The Russian exercise Kavkaz 2012 will also include paratroopers, here seen in a parade in 2005.

TBILISI, DFWatch – A top Georgian security official warns that there could be another war with Russia.

Russia and Georgia fought a brief war in August 2008 over two breakaway republics. Now the secretary of Georgia’s National Security Council warns that an unprecedented military exercise Russia is planning in September could be the prelude to another war.

Russia regularly holds exercises in the North Caucasus, but this year’s Kavkaz 2012 will for the first time take place in Abkhazia and South Ossetia, two breakaway republics currently occupied by Russia, as well as at a Russian military base inside Armenia.

Georgia has informed international organizations about the plans, and considers it a source of concern that the exercise is planned for September, just one month before the parliamentary elections in Georgia.

“It won’t be coincidental if our neighbor decides to start a large military exercise in the second part of September, a few days before the election. Aside from this, it will use all possible means to discredit these elections, frighten Georgians through the use of force on one hand, and on the other hand buy Georgian voters by the money flow from that country,” Georgian president Mikheil Saakashvili said while meeting with a delegation from the European People’s Party.

Giga Bokeria, Secretary of the National Security Council of Georgia, considers Kavkaz 2012 concerning in regards of time scale, goals, preparing a reaction for the Iran problem and the fact that the exercise is to be held at Russian military bases in Georgia’s occupied regions. He said in an interview with Ekho Moskvy that he hopes that the international situation and other conditions will prevent this potential decision from being implemented.

The Georgian official doesn’t exclude the possibility of another war between Russia and Georgia. He says there is desire in Russia to finish what started in 2008.

Georgia follows the direction which was the reason for the Russian aggression in 2008, he says, which is a reference to Georgia’s aspirations to be a member of NATO and the EU. Until there is such a desire and a policy to implement this desire, there will always be a problem with the Russian government, which means that this kind of danger shouldn’t be excluded, Bokeria told Ekho Moskvy, an independent Russian radio network.

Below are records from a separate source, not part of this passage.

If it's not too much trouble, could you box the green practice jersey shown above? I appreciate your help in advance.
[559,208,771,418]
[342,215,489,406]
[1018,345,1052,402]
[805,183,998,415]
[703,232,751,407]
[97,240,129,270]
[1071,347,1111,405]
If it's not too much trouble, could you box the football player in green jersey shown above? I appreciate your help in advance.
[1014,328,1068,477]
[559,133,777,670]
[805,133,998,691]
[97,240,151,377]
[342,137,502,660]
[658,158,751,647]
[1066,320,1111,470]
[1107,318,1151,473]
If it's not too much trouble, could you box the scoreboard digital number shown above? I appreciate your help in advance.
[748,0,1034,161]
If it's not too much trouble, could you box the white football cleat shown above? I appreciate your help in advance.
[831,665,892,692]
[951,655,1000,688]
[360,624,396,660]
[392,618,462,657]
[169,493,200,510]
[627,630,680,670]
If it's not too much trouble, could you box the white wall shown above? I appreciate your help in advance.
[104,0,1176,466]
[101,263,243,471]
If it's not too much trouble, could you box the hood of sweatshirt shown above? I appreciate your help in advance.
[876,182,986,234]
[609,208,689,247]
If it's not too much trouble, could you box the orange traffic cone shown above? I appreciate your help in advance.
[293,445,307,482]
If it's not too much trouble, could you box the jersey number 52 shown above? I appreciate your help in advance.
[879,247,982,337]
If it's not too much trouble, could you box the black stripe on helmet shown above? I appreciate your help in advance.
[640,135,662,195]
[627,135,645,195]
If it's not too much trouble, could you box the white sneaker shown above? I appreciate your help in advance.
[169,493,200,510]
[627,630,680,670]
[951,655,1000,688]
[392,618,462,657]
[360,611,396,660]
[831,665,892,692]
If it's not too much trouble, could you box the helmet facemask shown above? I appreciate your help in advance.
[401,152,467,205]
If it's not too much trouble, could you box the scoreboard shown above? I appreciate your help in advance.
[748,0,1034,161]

“The main threat from a Georgian perspective remains Russian military threat because militarization and deepening military infrastructure on Georgian territory continues because a military exercise is going to be held in autumn,” Bokeria said.

According to the Georgian Foreign Affair Ministry, Russia responded to Georgia’s concern about the military exercise.

“The Russian side responded to the concerns raised by the Georgian participants on the military drill ‘Kavkaz 2012’ with the assurance that the exercise will be command-and-staff drill and not include the Russian troops deployed outside of the territory of Russia,” a statement released by the Foreign Ministry during the 19th round of the Geneva talks says,

“‘The Georgian side will wait for this statement to be officially confirmed by the relevant authorities of the Russian Federation and be substantiated by the actual facts on the ground before making further official assessments.”